Group normalization Module (arxiv.org/abs/1803.08494).

GroupNorm is implemented as a wrapper over flax.linen.GroupNorm, its constructor arguments accept the same arguments including any Flax artifacts such as initializers.

This op is similar to batch normalization, but statistics are shared across equally-sized groups of channels and not shared across batch dimension. Thus, group normalization does not depend on the batch composition and does not require maintaining internal state for storing statistics. The user should either specify the total number of channel groups or the number of channels per group..

Source code in treex/nn/norm.py
class GroupNorm(Module):
    """Group normalization Module (arxiv.org/abs/1803.08494).


    `GroupNorm` is implemented as a wrapper over `flax.linen.GroupNorm`, its constructor arguments accept the same arguments including any Flax artifacts such as initializers.

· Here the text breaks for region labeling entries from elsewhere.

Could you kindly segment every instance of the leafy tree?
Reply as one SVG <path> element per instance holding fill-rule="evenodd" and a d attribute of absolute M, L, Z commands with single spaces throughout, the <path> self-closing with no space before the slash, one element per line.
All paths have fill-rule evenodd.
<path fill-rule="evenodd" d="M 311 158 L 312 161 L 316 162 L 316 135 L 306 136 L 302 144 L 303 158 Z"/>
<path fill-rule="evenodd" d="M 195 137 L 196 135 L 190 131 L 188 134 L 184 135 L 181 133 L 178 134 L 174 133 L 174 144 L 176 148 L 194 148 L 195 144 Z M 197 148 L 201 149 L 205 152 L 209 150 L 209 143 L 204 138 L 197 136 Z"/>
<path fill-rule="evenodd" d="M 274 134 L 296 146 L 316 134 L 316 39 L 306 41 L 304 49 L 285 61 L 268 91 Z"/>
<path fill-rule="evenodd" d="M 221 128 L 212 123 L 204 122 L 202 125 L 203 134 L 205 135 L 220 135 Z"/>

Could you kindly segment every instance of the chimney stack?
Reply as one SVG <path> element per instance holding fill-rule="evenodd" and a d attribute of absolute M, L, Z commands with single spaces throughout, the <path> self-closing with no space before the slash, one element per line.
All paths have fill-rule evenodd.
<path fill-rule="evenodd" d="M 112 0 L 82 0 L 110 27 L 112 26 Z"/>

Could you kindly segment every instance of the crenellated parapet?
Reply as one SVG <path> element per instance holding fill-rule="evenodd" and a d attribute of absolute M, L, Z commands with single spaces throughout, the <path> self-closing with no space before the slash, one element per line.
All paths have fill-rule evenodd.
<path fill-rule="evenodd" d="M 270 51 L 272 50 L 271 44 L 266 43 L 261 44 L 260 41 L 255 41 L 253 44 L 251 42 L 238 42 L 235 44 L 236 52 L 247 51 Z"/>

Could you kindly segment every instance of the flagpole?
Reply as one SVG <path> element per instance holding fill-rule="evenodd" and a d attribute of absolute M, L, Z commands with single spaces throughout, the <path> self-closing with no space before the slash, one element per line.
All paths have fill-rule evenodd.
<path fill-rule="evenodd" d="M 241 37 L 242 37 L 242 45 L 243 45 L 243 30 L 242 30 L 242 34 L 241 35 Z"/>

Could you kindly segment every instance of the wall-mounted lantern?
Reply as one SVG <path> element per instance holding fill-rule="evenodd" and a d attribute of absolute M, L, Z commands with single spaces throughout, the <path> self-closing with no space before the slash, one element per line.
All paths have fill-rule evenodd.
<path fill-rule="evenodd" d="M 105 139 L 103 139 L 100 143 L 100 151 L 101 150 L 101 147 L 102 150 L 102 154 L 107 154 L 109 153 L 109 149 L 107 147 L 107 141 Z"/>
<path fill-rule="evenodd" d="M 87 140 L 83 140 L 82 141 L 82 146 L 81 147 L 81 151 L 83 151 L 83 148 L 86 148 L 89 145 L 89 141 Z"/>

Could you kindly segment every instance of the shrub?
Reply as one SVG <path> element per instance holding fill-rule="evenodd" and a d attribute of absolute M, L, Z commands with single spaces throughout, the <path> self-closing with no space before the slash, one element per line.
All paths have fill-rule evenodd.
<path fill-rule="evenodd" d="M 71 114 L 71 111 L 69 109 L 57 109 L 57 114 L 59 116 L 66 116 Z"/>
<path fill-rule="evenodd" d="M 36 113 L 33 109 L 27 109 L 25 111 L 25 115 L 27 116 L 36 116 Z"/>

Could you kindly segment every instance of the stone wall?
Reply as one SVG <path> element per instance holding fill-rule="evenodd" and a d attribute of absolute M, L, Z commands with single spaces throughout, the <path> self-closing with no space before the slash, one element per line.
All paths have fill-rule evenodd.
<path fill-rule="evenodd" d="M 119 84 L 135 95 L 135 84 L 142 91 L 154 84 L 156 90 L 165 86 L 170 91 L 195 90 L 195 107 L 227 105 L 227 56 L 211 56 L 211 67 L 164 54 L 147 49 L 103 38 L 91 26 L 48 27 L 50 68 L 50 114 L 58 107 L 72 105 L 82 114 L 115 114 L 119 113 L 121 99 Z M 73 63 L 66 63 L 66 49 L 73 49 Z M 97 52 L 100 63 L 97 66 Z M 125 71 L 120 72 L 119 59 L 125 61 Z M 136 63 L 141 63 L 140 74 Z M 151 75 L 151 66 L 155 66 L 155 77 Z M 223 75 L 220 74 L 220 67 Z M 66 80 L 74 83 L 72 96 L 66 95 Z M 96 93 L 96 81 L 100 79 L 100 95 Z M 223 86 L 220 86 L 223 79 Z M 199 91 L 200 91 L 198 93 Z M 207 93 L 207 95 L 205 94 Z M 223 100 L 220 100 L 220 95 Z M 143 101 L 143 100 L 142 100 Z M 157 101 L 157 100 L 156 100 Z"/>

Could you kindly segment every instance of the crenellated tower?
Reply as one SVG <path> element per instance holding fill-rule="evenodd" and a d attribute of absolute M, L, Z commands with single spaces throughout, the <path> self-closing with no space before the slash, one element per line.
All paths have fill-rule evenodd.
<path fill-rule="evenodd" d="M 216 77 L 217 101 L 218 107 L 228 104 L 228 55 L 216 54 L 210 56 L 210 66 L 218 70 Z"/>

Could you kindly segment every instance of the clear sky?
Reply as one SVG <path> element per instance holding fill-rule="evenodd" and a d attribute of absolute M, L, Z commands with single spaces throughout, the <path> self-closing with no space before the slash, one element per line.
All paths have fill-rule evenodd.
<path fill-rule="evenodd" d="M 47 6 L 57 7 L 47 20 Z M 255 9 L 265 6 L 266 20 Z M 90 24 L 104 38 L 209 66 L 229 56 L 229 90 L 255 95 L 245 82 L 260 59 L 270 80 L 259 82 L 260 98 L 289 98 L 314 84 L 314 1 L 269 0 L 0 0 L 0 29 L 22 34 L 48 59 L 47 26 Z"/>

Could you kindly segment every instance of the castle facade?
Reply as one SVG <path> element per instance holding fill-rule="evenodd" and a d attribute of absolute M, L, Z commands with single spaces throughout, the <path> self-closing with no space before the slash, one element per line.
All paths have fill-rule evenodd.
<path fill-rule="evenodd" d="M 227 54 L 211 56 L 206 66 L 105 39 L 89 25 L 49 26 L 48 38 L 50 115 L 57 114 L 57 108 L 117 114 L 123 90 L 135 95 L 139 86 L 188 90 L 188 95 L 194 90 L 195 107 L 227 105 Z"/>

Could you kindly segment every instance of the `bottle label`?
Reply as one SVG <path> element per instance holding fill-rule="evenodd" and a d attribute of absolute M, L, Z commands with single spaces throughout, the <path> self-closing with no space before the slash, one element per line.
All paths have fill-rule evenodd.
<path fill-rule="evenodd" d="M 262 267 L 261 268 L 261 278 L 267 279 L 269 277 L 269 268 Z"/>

    This op is similar to batch normalization, but statistics are shared across equally-sized groups of channels and not shared across batch dimension. Thus, group normalization does not depend on the batch composition and does not require maintaining internal state for storing statistics. The user should either specify the total number of channel groups or the number of channels per group..

    """

    # pytree
    scale: tp.Optional[jnp.ndarray] = types.Parameter.node()
    bias: tp.Optional[jnp.ndarray] = types.Parameter.node()

    # props
    num_groups: tp.Optional[int]
    group_size: tp.Optional[int]
    epsilon: float
    dtype: flax_module.Dtype
    use_bias: bool
    use_scale: bool
    bias_init: tp.Callable[
        [flax_module.PRNGKey, flax_module.Shape, flax_module.Dtype],
        flax_module.Array,
    ]
    scale_init: tp.Callable[
        [flax_module.PRNGKey, flax_module.Shape, flax_module.Dtype],
        flax_module.Array,
    ]

    def __init__(
        self,
        *,
        num_groups: tp.Optional[int] = 32,
        group_size: tp.Optional[int] = None,
        epsilon: float = 1e-5,
        dtype: flax_module.Dtype = jnp.float32,
        use_bias: bool = True,
        use_scale: bool = True,
        bias_init: tp.Callable[
            [flax_module.PRNGKey, flax_module.Shape, flax_module.Dtype],
            flax_module.Array,
        ] = flax_module.initializers.zeros,
        scale_init: tp.Callable[
            [flax_module.PRNGKey, flax_module.Shape, flax_module.Dtype],
            flax_module.Array,
        ] = flax_module.initializers.ones,
    ):
        """
        Arguments:
            num_groups: the total number of channel groups. The default value of 32 is proposed by the original group normalization paper.
            group_size: the number of channels in a group.
            epsilon: a small float added to variance to avoid dividing by zero.
            dtype: the dtype of the computation (default: float32).
            use_bias:  if True, bias (beta) is added.
            use_scale: if True, multiply by scale (gamma).
                When the next layer is linear (also e.g. nn.relu), this can be disabled
                since the scaling will be done by the next layer.
            bias_init: initializer for bias, by default, zero.
            scale_init: initializer for scale, by default, one.
        """

        self.num_groups = num_groups
        self.group_size = group_size
        self.epsilon = epsilon
        self.dtype = dtype
        self.use_bias = use_bias
        self.use_scale = use_scale
        self.bias_init = bias_init
        self.scale_init = scale_init

        self.scale = None
        self.bias = None

    @property
    def module(self) -> flax_module.GroupNorm:
        return flax_module.GroupNorm(
            num_groups=self.num_groups,
            group_size=self.group_size,
            epsilon=self.epsilon,
            dtype=self.dtype,
            use_bias=self.use_bias,
            use_scale=self.use_scale,
            bias_init=self.bias_init,
            scale_init=self.scale_init,
        )

    def __call__(
        self,
        x: jnp.ndarray,
    ) -> jnp.ndarray:
        """Normalizes the individual input over equally-sized group of channels.

        Arguments:
            x: the input to be normalized.

        Returns:
            Normalized inputs (the same shape as inputs).
        """
        if self.initializing():
            variables = self.module.init(
                next_key(),
                x,
            ).unfreeze()

            # Extract collections
            if "params" in variables:
                params = variables["params"]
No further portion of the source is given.